Re: Wireshark hosts file location

["Maynard, Chris" <Christopher.Maynard () IGT com>]

See https://bugs.wireshark.org/bugzilla/show_bug.cgi?id=11470

- Chris

From: Wireshark-dev [mailto:wireshark-dev-bounces () wireshark org] On Behalf Of Jasper Bongertz
Sent: Thursday, March 21, 2019 6:38 AM
To: Roland Knall <rknall () gmail com>; Developer support list for Wireshark <wireshark-dev () wireshark org>
Subject: Re: [Wireshark-dev] Wireshark hosts file location

Hi Roland,

When network name resolution is enabled, Wireshark tries to resolve names via hosts file, DNS reverse lookup and by 
using DNS answer records it found in the pcap. There might be more mechanisms, but these are the ones I am currently 
aware of.

I would expect it to work like this: there should be a priority of the lookup where the hosts file has the highest 
priority because that's the one a user can influence and override values she/he doesn't like, e.g. things like DNS 
resolutions found in the pcap.

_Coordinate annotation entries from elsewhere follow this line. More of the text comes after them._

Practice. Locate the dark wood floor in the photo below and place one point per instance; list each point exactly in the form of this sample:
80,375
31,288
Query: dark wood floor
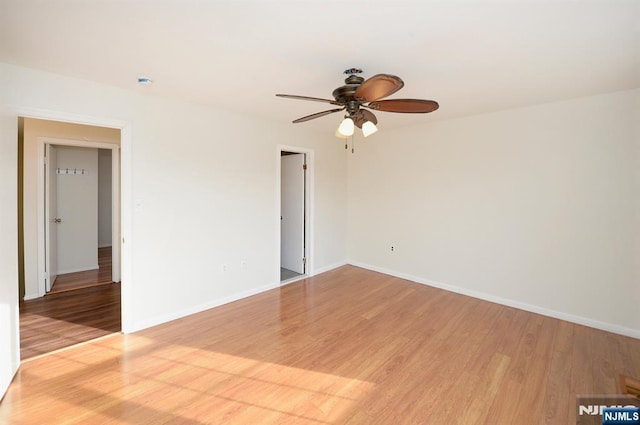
349,346
59,320
85,279
80,307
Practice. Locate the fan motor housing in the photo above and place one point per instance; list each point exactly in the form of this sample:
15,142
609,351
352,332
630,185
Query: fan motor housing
346,93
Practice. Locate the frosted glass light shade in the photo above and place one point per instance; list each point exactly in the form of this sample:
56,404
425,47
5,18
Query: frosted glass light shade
346,127
368,128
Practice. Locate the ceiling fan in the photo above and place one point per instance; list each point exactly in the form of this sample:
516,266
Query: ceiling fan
358,96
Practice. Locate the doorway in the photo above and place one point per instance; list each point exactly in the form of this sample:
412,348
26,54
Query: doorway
294,214
83,176
71,222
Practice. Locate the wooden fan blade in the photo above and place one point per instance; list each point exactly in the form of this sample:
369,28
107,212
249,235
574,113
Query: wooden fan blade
378,86
314,99
362,116
409,106
317,115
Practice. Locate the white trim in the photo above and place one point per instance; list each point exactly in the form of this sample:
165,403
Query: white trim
79,269
28,297
164,318
40,214
330,267
126,203
309,214
580,320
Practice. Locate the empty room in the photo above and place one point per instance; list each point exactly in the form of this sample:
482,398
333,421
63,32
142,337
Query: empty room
321,212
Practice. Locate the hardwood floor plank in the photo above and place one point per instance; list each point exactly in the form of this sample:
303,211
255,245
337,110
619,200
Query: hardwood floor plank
67,318
349,346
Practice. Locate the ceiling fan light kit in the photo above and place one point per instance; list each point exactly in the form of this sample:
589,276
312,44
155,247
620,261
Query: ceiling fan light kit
346,127
358,95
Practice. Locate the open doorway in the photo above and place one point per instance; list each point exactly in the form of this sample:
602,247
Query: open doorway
294,215
70,180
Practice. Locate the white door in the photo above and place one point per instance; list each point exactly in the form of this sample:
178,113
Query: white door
9,336
51,218
292,225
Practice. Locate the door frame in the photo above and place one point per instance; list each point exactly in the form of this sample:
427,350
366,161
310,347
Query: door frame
309,235
41,193
126,204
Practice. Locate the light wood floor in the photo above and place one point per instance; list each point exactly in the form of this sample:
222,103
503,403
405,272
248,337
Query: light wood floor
346,347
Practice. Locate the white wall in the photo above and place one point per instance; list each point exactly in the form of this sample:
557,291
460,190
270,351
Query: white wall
34,128
77,207
9,334
104,198
536,207
204,185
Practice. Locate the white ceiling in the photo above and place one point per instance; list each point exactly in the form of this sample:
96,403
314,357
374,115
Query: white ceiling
470,56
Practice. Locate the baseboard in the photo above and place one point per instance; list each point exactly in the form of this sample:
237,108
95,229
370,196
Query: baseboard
28,297
158,320
329,268
580,320
80,269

Second are the DNS answers found in the pcap, and finally an active reverse lookup 
(unless disabled in the preferences)

For the hosts file, there should be a prioritized list of where to look: current profile folder, Wireshark install 
folder (because some people put theirs there in the past, like me), and finally the system hosts file. That would allow 
creating different profiles with alternative hosts files a user can switch.

Cheers,
Jasper

No, currently Wireshark does not switch hosts files with the profiles (to be quite honest, wasn't even aware, that we 
support something like using non-system hosts files at all).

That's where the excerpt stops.